The Rich Stay Rich – But The Poor Have Microwaves
Few articles make our collective economic reality as clear as this. It’s a good read. Here the important part:
Here’s the scary news: Over half of all middle-class families have no net financial assets. That means no savings, or debts that exceed any assets. Nearly one in four middle-class families have someone who lacks health insurance. And 80 percent of middle-class families cannot cover the bulk of their essential living expenses for even three months if something should happen to their income.
On a whole, the report’s Middle Class Security Index says that 25 percent of middle-class families are at a high risk of slipping out of that class entirely and another 44 percent don’t have what they need to remain securely in it.
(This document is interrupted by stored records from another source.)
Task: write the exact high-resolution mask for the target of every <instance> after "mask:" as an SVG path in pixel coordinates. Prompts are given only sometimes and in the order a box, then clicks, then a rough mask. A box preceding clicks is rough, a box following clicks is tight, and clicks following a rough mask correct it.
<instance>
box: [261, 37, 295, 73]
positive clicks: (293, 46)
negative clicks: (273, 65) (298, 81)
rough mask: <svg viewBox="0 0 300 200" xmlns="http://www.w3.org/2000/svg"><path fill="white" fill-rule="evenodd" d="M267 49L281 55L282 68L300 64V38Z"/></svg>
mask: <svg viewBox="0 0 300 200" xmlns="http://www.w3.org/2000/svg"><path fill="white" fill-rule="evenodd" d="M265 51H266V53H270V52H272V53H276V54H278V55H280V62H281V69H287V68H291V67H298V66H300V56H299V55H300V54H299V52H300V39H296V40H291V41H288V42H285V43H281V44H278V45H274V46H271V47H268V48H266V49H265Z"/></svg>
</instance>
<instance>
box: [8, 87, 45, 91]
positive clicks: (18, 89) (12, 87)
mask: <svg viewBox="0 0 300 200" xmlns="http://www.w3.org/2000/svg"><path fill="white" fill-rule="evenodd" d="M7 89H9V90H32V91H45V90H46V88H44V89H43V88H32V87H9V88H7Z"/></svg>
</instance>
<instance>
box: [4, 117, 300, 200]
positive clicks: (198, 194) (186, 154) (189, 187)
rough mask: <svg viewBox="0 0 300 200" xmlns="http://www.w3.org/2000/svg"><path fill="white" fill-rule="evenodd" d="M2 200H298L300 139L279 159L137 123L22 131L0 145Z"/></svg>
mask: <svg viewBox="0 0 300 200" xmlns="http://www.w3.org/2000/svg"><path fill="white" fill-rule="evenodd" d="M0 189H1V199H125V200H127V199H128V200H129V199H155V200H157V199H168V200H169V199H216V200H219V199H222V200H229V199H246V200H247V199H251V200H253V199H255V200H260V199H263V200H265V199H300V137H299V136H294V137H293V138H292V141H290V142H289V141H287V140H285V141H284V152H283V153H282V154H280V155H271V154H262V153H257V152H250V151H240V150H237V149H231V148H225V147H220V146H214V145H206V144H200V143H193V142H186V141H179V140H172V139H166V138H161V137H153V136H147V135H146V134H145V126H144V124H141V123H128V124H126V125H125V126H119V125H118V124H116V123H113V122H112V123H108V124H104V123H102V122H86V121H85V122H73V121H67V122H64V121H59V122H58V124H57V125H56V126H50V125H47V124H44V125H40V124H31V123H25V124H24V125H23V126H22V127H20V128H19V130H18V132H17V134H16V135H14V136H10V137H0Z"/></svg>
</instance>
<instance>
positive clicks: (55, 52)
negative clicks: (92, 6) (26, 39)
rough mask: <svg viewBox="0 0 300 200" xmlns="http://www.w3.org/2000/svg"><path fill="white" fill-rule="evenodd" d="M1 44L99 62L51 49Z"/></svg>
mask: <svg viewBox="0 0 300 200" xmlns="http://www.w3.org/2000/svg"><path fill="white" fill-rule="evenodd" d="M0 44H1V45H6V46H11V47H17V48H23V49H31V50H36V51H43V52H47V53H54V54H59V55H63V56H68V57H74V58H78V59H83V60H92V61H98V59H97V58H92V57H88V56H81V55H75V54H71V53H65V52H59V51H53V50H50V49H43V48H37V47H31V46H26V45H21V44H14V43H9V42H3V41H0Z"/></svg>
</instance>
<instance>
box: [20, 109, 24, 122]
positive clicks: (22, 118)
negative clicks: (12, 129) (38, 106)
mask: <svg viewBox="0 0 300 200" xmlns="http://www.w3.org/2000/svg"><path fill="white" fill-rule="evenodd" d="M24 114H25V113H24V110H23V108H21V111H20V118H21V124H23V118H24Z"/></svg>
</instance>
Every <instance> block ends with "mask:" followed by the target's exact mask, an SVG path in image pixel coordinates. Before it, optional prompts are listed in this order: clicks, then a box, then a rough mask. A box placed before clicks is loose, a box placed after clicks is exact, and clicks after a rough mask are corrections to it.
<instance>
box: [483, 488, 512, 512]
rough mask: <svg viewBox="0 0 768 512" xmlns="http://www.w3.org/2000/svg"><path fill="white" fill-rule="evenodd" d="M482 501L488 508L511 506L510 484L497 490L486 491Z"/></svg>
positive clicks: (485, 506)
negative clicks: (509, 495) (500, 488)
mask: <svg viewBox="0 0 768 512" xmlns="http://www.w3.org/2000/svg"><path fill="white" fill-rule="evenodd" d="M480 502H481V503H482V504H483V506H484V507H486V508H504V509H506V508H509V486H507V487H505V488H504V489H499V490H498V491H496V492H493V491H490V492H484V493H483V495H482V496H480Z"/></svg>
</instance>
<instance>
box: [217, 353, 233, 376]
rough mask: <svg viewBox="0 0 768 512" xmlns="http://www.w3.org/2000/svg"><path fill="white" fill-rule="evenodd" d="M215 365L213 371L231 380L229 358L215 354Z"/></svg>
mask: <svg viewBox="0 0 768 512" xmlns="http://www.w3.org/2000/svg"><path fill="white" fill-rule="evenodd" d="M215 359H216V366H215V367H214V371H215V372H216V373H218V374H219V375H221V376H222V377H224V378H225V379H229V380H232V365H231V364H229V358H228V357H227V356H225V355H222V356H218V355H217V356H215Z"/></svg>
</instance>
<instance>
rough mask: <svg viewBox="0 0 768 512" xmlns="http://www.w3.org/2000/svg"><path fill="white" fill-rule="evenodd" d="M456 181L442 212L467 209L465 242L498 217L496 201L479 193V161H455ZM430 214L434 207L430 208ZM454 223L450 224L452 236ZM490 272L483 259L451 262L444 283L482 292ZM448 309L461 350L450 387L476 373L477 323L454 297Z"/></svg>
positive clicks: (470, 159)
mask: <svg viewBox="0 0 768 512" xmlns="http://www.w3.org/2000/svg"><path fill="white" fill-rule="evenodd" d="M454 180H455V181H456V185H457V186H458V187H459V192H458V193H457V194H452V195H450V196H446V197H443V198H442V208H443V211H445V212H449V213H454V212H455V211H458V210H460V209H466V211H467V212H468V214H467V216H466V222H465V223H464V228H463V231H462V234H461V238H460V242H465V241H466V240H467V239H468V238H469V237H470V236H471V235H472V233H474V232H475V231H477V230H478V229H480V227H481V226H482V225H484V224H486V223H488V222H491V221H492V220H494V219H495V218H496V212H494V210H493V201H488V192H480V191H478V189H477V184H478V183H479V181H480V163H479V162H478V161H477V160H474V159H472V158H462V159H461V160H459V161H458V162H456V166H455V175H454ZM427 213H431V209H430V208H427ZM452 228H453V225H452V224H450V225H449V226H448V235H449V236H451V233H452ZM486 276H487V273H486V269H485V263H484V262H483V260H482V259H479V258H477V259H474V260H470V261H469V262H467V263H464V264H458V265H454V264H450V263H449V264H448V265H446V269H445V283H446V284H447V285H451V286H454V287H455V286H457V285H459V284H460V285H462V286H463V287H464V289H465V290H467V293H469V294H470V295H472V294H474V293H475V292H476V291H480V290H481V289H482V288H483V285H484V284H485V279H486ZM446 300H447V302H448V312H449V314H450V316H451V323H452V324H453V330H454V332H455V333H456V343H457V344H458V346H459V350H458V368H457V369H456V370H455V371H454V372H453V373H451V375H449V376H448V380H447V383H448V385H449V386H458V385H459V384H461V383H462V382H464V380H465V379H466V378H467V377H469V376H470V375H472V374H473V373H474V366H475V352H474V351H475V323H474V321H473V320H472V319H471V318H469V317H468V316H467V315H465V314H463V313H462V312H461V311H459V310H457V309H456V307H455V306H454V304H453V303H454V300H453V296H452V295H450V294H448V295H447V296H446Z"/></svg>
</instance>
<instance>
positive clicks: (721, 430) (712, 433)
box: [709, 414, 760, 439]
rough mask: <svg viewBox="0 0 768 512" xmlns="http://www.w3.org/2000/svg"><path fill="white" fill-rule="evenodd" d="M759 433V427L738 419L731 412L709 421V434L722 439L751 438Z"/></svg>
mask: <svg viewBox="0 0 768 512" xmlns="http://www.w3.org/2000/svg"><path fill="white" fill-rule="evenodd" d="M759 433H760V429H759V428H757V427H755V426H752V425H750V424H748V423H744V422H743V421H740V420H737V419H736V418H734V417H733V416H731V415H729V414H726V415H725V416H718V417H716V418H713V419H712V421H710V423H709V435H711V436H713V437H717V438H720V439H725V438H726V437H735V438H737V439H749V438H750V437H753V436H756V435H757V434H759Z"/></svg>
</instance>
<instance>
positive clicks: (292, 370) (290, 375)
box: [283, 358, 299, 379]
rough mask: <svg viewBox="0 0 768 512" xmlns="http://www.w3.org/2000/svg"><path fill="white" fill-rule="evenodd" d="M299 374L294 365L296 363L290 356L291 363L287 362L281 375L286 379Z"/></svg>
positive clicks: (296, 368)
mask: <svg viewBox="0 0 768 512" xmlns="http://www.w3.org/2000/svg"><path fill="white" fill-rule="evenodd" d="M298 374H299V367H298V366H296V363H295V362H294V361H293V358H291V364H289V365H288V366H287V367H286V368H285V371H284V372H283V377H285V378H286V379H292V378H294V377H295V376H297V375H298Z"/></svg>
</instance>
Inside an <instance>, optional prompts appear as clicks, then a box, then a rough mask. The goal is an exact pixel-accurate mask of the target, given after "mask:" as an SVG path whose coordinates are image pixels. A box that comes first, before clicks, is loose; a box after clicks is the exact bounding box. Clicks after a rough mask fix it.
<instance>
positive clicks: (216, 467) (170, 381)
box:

The Demos study gets to the heart of our national economic anxieties. Men in their 30s earn less today, adjusted for inflation, than did their fathers at that age, suggesting that social mobility is reversing. The cost of essentials such as housing and health care is outpacing income, and the thing that brought security to retirement – the defined-benefit pension – is a relic.
That’s why the microwave oven argument just doesn’t wash. Until the middle class gets back its economic footing, any talk about shared prosperity is a feint. Some Americans wake up every day with their stock portfolios bulging and others wake with foreclosure fears. The fact that they both have a clothes dryer doesn’t make them the same.